Did "Hello,Larry" jumped the shark? Actually,no. It started out in midair,then went halfway over the shark tank. What really stinks is that actress Kim Richards-a child actor that was all over the place in several movies and TV shows during the entire decade of the 1970's and way into the mid-1980's-stayed on throughout the whole show until its demise in the spring of 1980,after 27 episodes. Richards,was a drop dead gorgeous babe who was the object of every teenage boys' fantasy during the mid-1970's,and still is today. Ahhh yes,KIM RICHARDS,every boy's erotic fantasy!
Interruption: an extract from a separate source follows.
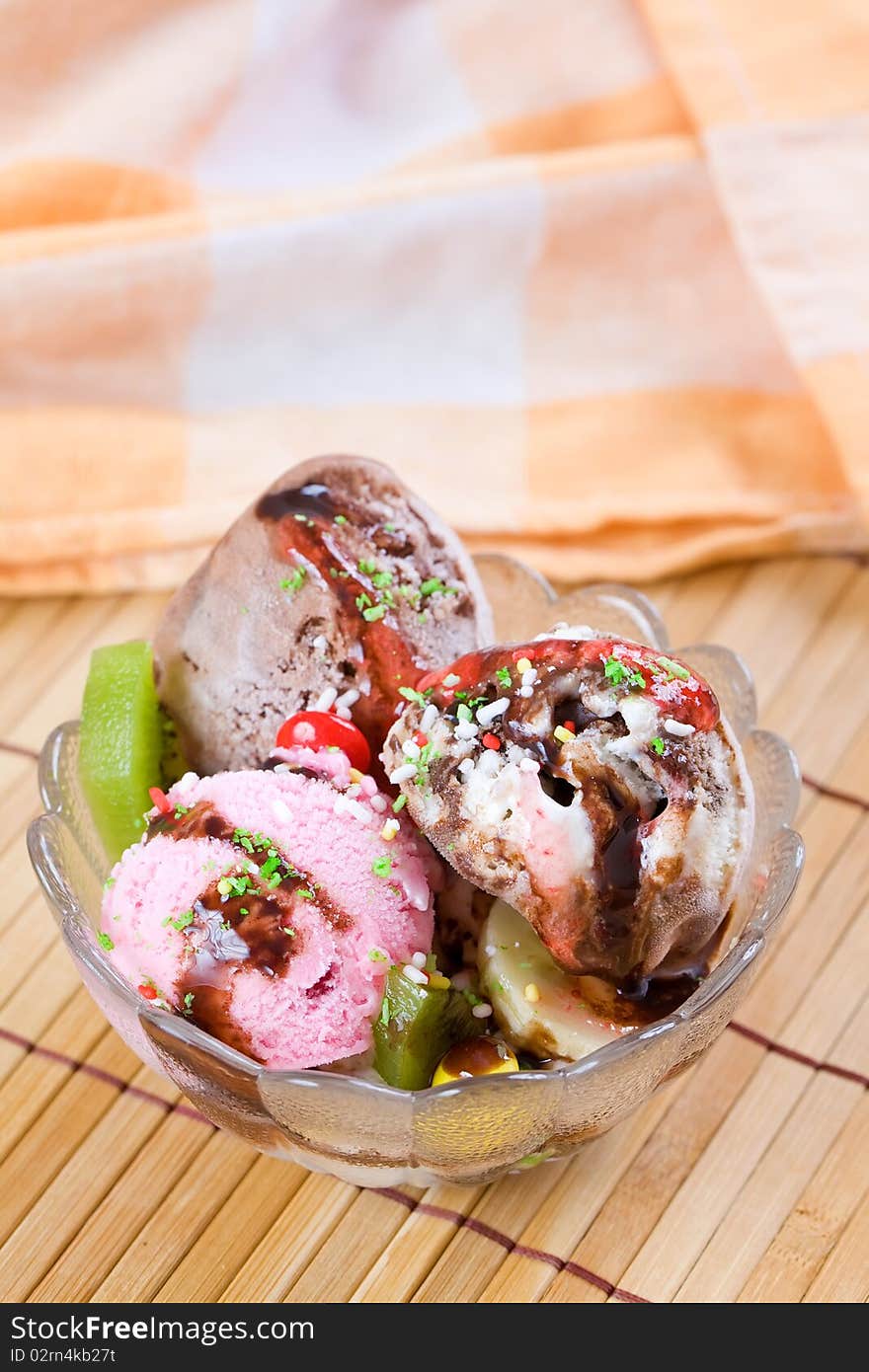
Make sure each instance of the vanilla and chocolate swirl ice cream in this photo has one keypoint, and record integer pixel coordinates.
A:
(593, 785)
Was that really Kim Richards in the 1985 teen drama called "Tuff Turf"? Yes,it was and she was totally hot!!! The second reason that "Hello,Larry" didn't jump the shark is this: Why is it that in every episode you got to have Meadowlark Lemon as special guest star? Why wasn't he made a regular? Why was he the second banana? The others? Having the cast of Different Strokes on the show--which at time was the ONLY hit that NBC had,where the carrying presence of Gary Coleman made the show--where Gary Coleman's character,Arnold runs away in Portland leaving Kim Richards,and Strokes' regulars Dana Plato and Todd Bridges to find him. The other daughter? Donna Wilkes,after her departure from the show,was tapped to do three installments to the "Angel" films in the 1980's,and was never heard from again since.
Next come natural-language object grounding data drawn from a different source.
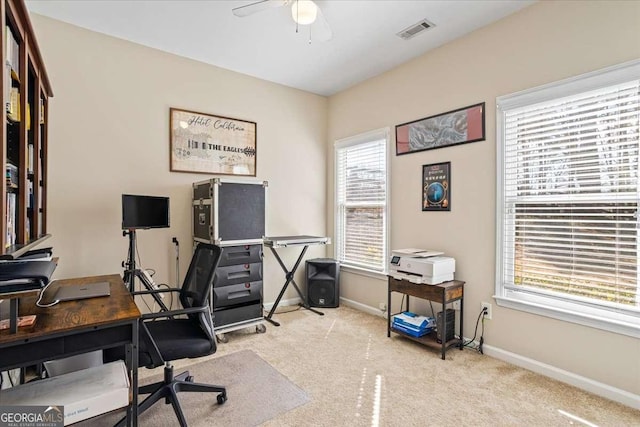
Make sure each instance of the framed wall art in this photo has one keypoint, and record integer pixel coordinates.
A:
(204, 143)
(436, 187)
(443, 130)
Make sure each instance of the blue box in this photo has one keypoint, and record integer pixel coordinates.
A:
(411, 331)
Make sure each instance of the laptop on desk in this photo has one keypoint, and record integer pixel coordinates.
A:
(89, 290)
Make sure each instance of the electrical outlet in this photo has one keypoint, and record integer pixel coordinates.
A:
(487, 314)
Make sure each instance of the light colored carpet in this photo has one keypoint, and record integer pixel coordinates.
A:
(256, 393)
(355, 376)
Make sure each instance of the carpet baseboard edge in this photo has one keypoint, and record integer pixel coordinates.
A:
(583, 383)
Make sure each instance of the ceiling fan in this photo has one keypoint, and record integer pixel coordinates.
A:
(303, 12)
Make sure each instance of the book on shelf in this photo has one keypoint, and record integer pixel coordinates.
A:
(30, 158)
(13, 52)
(11, 219)
(11, 175)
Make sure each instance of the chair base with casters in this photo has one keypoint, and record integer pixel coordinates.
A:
(168, 389)
(183, 333)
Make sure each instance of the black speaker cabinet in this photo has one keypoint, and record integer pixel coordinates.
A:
(323, 282)
(450, 319)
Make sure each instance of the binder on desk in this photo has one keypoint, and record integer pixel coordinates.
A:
(16, 276)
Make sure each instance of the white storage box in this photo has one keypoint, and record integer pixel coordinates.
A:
(84, 394)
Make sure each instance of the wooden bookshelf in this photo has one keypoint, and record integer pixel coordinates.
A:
(26, 91)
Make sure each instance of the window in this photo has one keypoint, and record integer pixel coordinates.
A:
(568, 190)
(361, 201)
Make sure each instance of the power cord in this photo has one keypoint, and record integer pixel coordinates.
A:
(51, 304)
(475, 332)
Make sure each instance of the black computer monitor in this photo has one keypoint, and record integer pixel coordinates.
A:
(144, 212)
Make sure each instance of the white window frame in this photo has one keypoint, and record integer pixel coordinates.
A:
(364, 138)
(593, 316)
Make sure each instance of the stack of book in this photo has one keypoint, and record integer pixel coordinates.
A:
(413, 324)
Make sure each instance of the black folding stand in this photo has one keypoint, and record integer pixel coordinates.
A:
(131, 272)
(277, 242)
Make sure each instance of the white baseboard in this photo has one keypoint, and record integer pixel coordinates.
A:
(584, 383)
(283, 302)
(363, 307)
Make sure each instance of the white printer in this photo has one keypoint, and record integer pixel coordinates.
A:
(421, 266)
Whatever happened to MacLean Stevenson after the demise of Hello,Larry? This was in fact a string of failed shows one after the other including his own series,"The MacLean Stevenson Show","America","In The Beginning","Dirty Dancing","Dear,John"...the list goes on and on! "Hello,Larry" was a good show in his heyday,but there was a time that NBC sucked so badly that everything on its programming roster never had a chance because viewers stayed the hell away from the network. The saving grace that rescue NBC from a watery grave was the realignment of its entire programming,that resulted during the termination of Fred Silverman,during the mid-1980's and the resurrection of a new person that would bring the network back to glory who was also in charge of NBC's entertainment division as well.